L’Associazione Emma Rossi ha illustrato ai Capitani Reggenti Matteo Rossi e Lorenzo Bugli il progetto di legge in materia di disposizioni anticipate di trattamento sanitario e di decisioni terapeutiche nei casi di malattie invalidanti e nel fine vita. L’iniziativa normativa, depositata il 19 dicembre, è stata accompagnata da 210 sottoscrizioni raccolte nell’arco di tre giorni, dato che, secondo i promotori, testimonia l’attualità e la diffusione del confronto pubblico sul tema.
Nel dettaglio, l’Associazione ha richiamato i principi ispiratori del testo, a partire dal diritto all’autodeterminazione della persona rispetto alle cure sanitarie.

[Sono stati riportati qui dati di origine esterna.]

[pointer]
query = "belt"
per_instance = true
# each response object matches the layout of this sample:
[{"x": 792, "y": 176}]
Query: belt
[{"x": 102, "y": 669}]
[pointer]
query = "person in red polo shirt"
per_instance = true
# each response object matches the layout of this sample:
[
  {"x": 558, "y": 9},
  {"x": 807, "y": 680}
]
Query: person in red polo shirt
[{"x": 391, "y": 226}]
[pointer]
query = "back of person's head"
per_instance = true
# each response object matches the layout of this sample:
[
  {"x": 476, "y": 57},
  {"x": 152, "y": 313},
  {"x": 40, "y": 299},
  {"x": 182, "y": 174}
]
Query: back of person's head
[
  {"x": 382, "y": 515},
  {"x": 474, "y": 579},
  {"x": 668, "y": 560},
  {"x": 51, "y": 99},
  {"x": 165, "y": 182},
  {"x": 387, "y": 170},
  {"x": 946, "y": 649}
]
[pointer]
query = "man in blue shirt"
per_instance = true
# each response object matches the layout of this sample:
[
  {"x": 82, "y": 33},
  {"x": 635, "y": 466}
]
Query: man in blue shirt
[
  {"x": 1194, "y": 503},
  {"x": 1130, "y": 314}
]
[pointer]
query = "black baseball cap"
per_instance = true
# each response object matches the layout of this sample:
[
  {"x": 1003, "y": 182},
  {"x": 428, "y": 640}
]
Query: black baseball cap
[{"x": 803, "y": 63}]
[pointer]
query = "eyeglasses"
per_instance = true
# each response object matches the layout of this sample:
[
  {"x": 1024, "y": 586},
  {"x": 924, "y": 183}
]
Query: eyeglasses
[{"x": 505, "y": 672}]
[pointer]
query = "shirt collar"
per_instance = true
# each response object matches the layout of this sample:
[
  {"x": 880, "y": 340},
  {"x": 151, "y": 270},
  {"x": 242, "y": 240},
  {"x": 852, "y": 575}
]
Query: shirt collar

Centrale è anche la possibilità di esprimere un rifiuto o una rinuncia ai trattamenti, compresi quelli indispensabili alla sopravvivenza, dopo aver ricevuto dal medico un’adeguata informazione sulle conseguenze e sulle alternative disponibili.
Un altro punto riguarda il riconoscimento delle cure palliative come componente essenziale del diritto alla salute. L’Associazione ha ribadito la convinzione che, pur in presenza di patologie non guaribili, debba essere garantita al paziente la migliore qualità di vita possibile fino all’ultimo giorno, sottolineando che non esistono persone incurabili.